En el caso de República Dominicana, el crecimiento de las aerolíneas de bajo costo avanzó de la mano del aumento histórico del tráfico aéreo. Solo en 2024, las terminales del país movieron más de 19 millones de pasajeros, según datos de la Junta de Aviación Civil (JAC), cifra que marcó un récord en la demanda por opciones de viaje más económicas.
Aeropuertos como Punta Cana y Las Américas concentraron cerca del 83 % de ese flujo en períodos recientes, convirtiéndose en puntos estratégicos para la operación de compañías low cost.

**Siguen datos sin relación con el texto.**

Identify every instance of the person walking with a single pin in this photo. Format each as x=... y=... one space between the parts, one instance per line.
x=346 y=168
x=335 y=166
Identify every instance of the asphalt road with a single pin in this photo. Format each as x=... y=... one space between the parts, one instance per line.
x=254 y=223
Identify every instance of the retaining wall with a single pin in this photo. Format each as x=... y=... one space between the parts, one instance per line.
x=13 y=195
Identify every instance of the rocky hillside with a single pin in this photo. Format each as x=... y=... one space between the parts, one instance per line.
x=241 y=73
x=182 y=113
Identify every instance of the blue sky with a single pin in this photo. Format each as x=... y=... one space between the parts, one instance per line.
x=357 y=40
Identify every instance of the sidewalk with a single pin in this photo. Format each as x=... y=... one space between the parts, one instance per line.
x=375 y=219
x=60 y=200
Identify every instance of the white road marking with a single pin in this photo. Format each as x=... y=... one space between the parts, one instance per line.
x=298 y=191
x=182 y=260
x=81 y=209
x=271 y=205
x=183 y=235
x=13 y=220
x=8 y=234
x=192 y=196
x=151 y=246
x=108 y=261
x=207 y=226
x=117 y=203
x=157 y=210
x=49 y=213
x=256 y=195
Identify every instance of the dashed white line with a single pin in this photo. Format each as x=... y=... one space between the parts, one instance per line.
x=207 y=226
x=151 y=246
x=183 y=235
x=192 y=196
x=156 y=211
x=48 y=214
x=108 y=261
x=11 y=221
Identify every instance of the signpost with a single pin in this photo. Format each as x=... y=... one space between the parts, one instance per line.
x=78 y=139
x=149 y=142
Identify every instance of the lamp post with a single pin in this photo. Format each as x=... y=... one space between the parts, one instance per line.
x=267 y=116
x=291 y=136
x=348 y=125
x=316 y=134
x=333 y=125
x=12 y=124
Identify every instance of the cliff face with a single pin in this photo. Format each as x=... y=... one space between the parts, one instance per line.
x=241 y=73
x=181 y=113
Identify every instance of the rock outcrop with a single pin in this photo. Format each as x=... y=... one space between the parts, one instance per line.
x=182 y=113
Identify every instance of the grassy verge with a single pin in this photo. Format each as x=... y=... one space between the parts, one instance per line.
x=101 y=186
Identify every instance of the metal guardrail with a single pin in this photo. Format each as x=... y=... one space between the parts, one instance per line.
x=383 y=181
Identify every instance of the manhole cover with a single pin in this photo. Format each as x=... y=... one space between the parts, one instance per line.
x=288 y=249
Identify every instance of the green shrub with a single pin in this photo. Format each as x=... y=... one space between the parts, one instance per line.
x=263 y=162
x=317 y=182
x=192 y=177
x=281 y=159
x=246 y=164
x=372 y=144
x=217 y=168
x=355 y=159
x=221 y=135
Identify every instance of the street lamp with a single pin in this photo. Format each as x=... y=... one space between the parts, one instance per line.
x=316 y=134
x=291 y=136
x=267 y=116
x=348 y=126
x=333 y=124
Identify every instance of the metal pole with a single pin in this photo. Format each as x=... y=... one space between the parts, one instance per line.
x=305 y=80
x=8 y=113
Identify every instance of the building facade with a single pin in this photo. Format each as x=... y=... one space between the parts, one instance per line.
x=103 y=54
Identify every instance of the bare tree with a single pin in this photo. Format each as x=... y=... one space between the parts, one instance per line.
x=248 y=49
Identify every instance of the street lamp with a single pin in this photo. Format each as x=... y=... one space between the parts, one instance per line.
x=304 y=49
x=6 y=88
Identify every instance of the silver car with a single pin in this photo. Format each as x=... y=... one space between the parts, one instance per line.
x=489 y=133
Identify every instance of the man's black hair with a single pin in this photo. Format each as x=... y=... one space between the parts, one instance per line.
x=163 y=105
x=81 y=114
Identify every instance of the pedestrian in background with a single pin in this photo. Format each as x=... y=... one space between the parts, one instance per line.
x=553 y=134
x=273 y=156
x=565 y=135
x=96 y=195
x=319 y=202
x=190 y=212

La expansión del modelo también permitió que aerolíneas como Arajet superaran el millón de pasajeros transportados en un año, consolidando su presencia en rutas regionales y reforzando la conectividad del país.
Estas tendencias no solo facilitaron la movilidad de turistas y dominicanos residentes en el exterior, sino que también generaron un impacto económico directo en comunidades locales, pequeños hoteles, alquileres turísticos y negocios vinculados al turismo que dependen del flujo constante de viajeros.
Las aerolíneas low cost que dominan el Caribe

En este escenario, compañías como Arajet, con base en República Dominicana, se han posicionado como principales actores al abrir nuevas conexiones regionales y captar a un público que busca viajar sin asumir costos elevados. A ellas se suman JetBlue, Spirit y Frontier, que mantienen una fuerte presencia en aeropuertos dominicanos con ofertas que atraen tanto a turistas como a la diáspora.
A nivel regional, el mercado también ha sido dinamizado por aerolíneas como Wingo, del grupo Copa, junto a Volaris y Viva Aerobus, que han consolidado rutas entre el Caribe, México y Sudamérica. Aunque algunas no operan bajo un modelo low cost estricto, su estructura de tarifas simplificadas y políticas de servicio ajustadas las coloca en una competencia directa con las aerolíneas económicas.
En las islas, operadores como interCaribbean Airways o Caribbean Sun mantienen un flujo constante de vuelos cortos que facilitan la movilidad entre territorios donde el transporte aéreo es la principal vía de comunicación.